What with awards ceremonies and other end-of-the-school year events, we’ve been up early and to bed late and I’ve been seeing all sorts of people I rarely see in between. One of them told me he’s trying to “cut through the Gordian knot” of kid sports and school schedules so he can come with us to take a road trip through the inevitably predicted rain to the most crowded part of a nearby city tomorrow night.  As my friends used to say about spending too much money getting to the beach, it is a highly inadvisable thing.  And yet, well nigh irresistible.

The inimitable poet Dorianne Laux says it best, in her poem “The Mysterious Human Heart in New York,” which is from her new volume that I’ve already touted here once, The Book of Men:

Streetwise but foolish, the heart
knows what’s good for it but goes
for the dark bar, the beer before noon,
the doughy pretzel hot and salty, tied up
in a Gordian knot. It takes a walk
through Tompkins Square where
the homeless sleep it off on stone benches,
one shrouded body to each gritty sarcophagus.

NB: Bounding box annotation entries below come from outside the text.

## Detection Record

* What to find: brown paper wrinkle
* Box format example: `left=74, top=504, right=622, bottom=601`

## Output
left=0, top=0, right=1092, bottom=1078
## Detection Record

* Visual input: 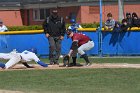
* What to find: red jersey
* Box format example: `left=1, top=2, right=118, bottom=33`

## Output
left=72, top=33, right=90, bottom=46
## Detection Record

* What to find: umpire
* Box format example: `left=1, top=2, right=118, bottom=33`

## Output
left=43, top=9, right=66, bottom=65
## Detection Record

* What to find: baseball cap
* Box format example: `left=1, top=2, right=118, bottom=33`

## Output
left=66, top=30, right=72, bottom=38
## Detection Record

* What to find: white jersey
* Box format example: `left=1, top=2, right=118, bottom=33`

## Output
left=0, top=50, right=40, bottom=69
left=19, top=50, right=40, bottom=62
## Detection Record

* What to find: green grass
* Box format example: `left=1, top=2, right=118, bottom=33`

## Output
left=0, top=58, right=140, bottom=93
left=0, top=69, right=140, bottom=93
left=0, top=57, right=140, bottom=64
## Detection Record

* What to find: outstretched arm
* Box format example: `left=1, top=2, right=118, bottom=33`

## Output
left=22, top=62, right=34, bottom=68
left=37, top=61, right=48, bottom=67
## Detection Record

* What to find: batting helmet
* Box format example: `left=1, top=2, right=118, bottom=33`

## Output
left=29, top=48, right=37, bottom=54
left=70, top=19, right=76, bottom=23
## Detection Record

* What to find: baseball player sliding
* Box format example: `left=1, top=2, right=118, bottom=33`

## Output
left=0, top=50, right=48, bottom=69
left=67, top=30, right=94, bottom=66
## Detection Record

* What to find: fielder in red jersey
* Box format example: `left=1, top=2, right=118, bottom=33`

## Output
left=67, top=31, right=94, bottom=66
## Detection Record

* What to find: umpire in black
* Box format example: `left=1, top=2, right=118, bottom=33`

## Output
left=43, top=9, right=66, bottom=65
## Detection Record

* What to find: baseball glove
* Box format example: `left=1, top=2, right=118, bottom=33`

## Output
left=63, top=55, right=70, bottom=67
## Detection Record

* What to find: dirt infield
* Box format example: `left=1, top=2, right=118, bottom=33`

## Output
left=0, top=63, right=140, bottom=71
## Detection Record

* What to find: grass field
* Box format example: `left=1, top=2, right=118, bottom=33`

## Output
left=0, top=58, right=140, bottom=93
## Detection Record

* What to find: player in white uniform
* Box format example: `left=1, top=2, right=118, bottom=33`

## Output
left=0, top=50, right=48, bottom=69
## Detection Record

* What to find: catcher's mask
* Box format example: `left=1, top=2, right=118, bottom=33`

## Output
left=63, top=55, right=70, bottom=66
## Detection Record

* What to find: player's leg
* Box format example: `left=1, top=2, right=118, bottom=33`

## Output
left=78, top=41, right=94, bottom=66
left=5, top=54, right=21, bottom=69
left=55, top=39, right=61, bottom=64
left=70, top=50, right=78, bottom=66
left=48, top=37, right=55, bottom=65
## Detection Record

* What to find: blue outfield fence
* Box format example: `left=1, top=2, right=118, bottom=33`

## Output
left=0, top=31, right=140, bottom=55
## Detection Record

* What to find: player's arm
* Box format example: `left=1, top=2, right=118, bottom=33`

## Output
left=33, top=54, right=48, bottom=67
left=22, top=62, right=34, bottom=68
left=71, top=40, right=78, bottom=50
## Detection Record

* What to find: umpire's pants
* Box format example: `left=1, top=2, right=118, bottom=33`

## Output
left=48, top=37, right=61, bottom=63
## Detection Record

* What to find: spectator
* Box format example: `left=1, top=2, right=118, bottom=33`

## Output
left=113, top=21, right=121, bottom=32
left=126, top=13, right=132, bottom=28
left=132, top=12, right=140, bottom=27
left=0, top=20, right=8, bottom=32
left=68, top=19, right=82, bottom=33
left=104, top=13, right=115, bottom=30
left=43, top=9, right=66, bottom=65
left=121, top=19, right=129, bottom=31
left=67, top=31, right=94, bottom=66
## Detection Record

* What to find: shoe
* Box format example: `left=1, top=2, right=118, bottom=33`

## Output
left=85, top=62, right=91, bottom=66
left=54, top=62, right=59, bottom=65
left=69, top=63, right=76, bottom=66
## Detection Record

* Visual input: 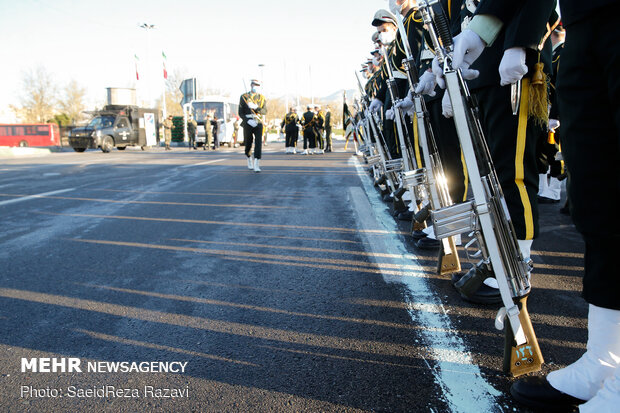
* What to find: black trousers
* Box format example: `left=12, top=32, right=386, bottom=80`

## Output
left=304, top=130, right=316, bottom=149
left=473, top=85, right=540, bottom=240
left=426, top=90, right=467, bottom=203
left=284, top=130, right=299, bottom=148
left=557, top=3, right=620, bottom=310
left=243, top=123, right=263, bottom=159
left=536, top=131, right=562, bottom=178
left=325, top=127, right=332, bottom=151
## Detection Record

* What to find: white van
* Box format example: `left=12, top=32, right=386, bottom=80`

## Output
left=190, top=96, right=243, bottom=146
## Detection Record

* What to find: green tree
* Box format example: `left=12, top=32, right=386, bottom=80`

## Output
left=59, top=80, right=86, bottom=125
left=10, top=66, right=58, bottom=123
left=48, top=113, right=73, bottom=126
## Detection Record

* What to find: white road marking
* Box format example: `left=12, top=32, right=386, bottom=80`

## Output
left=181, top=158, right=228, bottom=168
left=349, top=156, right=501, bottom=412
left=0, top=188, right=75, bottom=206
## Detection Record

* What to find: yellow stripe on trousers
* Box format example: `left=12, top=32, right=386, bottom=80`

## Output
left=515, top=78, right=534, bottom=240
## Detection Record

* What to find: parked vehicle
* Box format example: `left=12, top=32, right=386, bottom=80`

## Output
left=0, top=123, right=61, bottom=146
left=69, top=105, right=159, bottom=152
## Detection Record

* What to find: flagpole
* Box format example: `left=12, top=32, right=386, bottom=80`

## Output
left=161, top=50, right=168, bottom=119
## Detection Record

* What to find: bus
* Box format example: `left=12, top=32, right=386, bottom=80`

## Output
left=0, top=123, right=61, bottom=146
left=190, top=96, right=243, bottom=146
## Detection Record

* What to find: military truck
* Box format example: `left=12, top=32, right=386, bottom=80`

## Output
left=69, top=105, right=159, bottom=153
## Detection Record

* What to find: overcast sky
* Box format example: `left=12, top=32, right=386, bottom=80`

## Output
left=0, top=0, right=387, bottom=121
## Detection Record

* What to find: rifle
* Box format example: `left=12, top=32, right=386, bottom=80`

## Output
left=381, top=47, right=422, bottom=211
left=418, top=0, right=544, bottom=376
left=355, top=72, right=398, bottom=193
left=396, top=10, right=461, bottom=275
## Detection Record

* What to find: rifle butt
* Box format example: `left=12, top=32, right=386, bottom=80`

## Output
left=437, top=237, right=461, bottom=275
left=503, top=296, right=545, bottom=377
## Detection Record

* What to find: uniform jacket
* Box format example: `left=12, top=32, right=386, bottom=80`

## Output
left=280, top=112, right=299, bottom=132
left=239, top=92, right=267, bottom=126
left=451, top=0, right=556, bottom=89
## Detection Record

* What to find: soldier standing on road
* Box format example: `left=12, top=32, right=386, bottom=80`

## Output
left=233, top=118, right=239, bottom=148
left=239, top=79, right=267, bottom=172
left=314, top=105, right=325, bottom=154
left=164, top=115, right=172, bottom=151
left=301, top=106, right=316, bottom=155
left=187, top=114, right=198, bottom=149
left=323, top=106, right=332, bottom=152
left=280, top=107, right=299, bottom=153
left=203, top=113, right=213, bottom=150
left=209, top=115, right=220, bottom=151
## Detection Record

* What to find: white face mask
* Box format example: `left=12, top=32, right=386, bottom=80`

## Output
left=390, top=0, right=405, bottom=14
left=379, top=30, right=396, bottom=46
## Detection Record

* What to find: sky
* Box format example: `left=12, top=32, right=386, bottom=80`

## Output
left=0, top=0, right=387, bottom=121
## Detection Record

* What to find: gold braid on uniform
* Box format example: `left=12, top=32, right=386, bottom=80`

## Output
left=528, top=57, right=550, bottom=127
left=528, top=17, right=560, bottom=127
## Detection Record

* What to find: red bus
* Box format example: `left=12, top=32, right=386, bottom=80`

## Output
left=0, top=123, right=60, bottom=146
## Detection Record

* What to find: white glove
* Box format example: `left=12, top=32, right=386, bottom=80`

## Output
left=368, top=98, right=383, bottom=113
left=452, top=29, right=486, bottom=80
left=549, top=119, right=560, bottom=132
left=499, top=47, right=527, bottom=86
left=394, top=91, right=413, bottom=114
left=441, top=91, right=454, bottom=118
left=432, top=57, right=446, bottom=89
left=415, top=71, right=439, bottom=96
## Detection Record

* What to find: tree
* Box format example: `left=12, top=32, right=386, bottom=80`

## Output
left=48, top=113, right=74, bottom=126
left=10, top=66, right=58, bottom=123
left=59, top=80, right=86, bottom=124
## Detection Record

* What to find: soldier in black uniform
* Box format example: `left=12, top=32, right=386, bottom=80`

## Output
left=506, top=0, right=620, bottom=413
left=391, top=0, right=467, bottom=249
left=280, top=107, right=299, bottom=153
left=324, top=106, right=332, bottom=152
left=239, top=79, right=267, bottom=172
left=314, top=105, right=325, bottom=154
left=300, top=105, right=316, bottom=155
left=537, top=24, right=566, bottom=204
left=434, top=0, right=555, bottom=303
left=187, top=113, right=198, bottom=150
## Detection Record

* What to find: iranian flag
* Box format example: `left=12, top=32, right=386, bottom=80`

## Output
left=133, top=54, right=140, bottom=80
left=161, top=50, right=168, bottom=79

The streets fill with taxis and trucks,
pinstripes and briefcases, and the subways
spark and sway underground. The sun
is snagged on the Empire State, performing
its one-note song, the citizens below
dragging their shadows down the sidewalk
like sidekicks, spitting into the gutter
as if on cue, as if in a musical,
as if there’s no association between the trash
flapping against the chain link and the girl
with her skirt up in the alley. When the traffic
jams on 110th–a local pain, a family affair–
the Starbucks junkie leans against the glass
and laughs into his hand, a cabbie
sits on his hood and smokes, cops
on skates weave through the exhaust,
billy club blunts bumping against their
dark blue thighs. Everyone’s on a cell phone,
the air a-buzz with yammer and electricity
as the heart of the city pounds like a man
caught in the crosswalk holding his shoulder,
going down on one knee, then blundering
into Central Park to lean over the addled bridge,
the sooty swans floating under him, grown fat
on cheap white bread. Oh heart, with your
empty pockets and your hat on backwards,
stop looking at yourself in the placid waters.

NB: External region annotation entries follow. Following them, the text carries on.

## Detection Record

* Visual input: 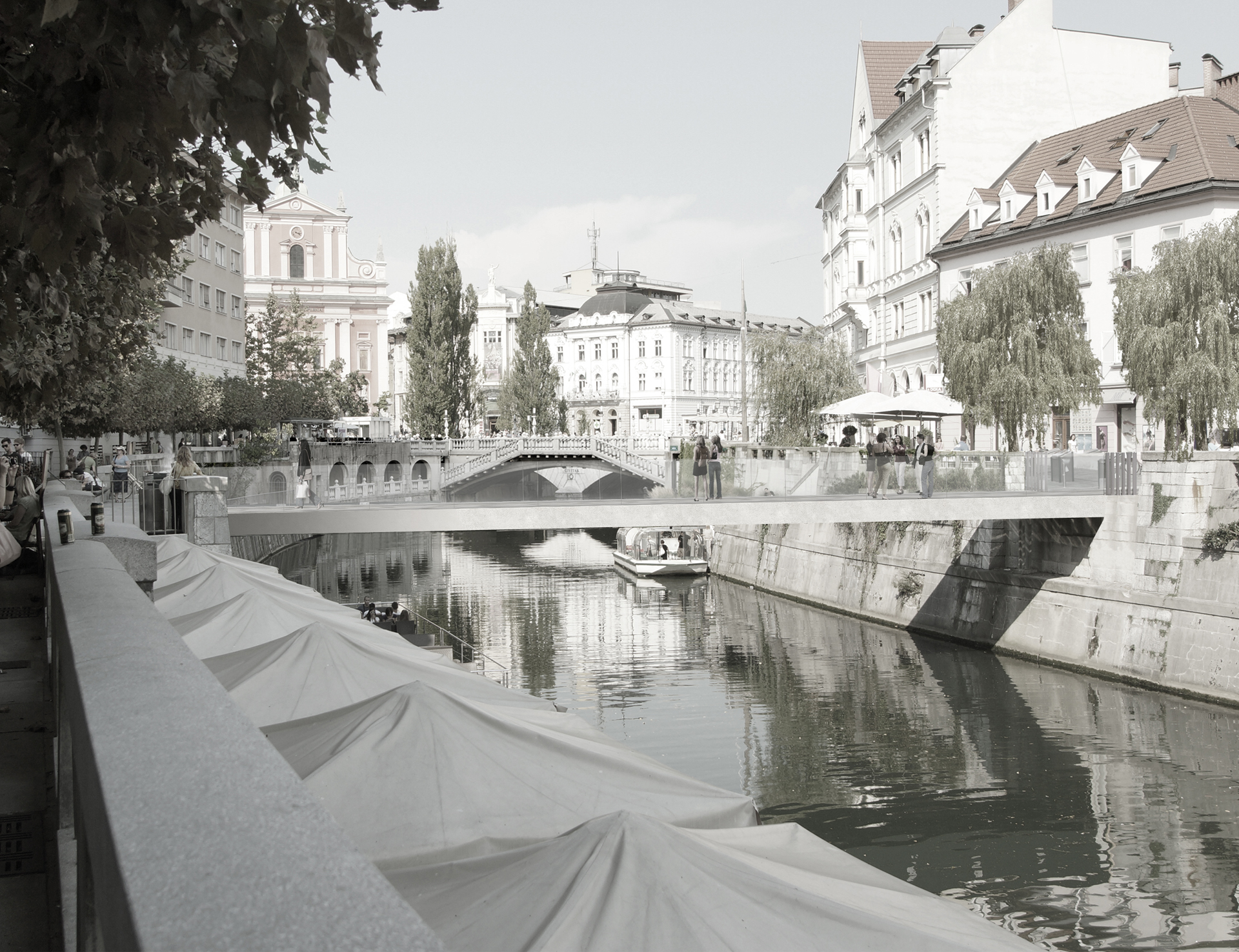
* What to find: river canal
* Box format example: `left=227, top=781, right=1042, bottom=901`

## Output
left=271, top=531, right=1239, bottom=949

Someone is sneaking up behind you
in an overcoat lined with watches,
and someone else is holding a cardboard sign
that says: The End Is Here.

Sometimes your heart feels better when you do what you know is not good for it. As the parent of a high school senior, I would desperately like to tell my heart to go ahead, spend more time “looking at yourself” instead of having to pay attention to the way the doomsday sign is “sneaking up behind.”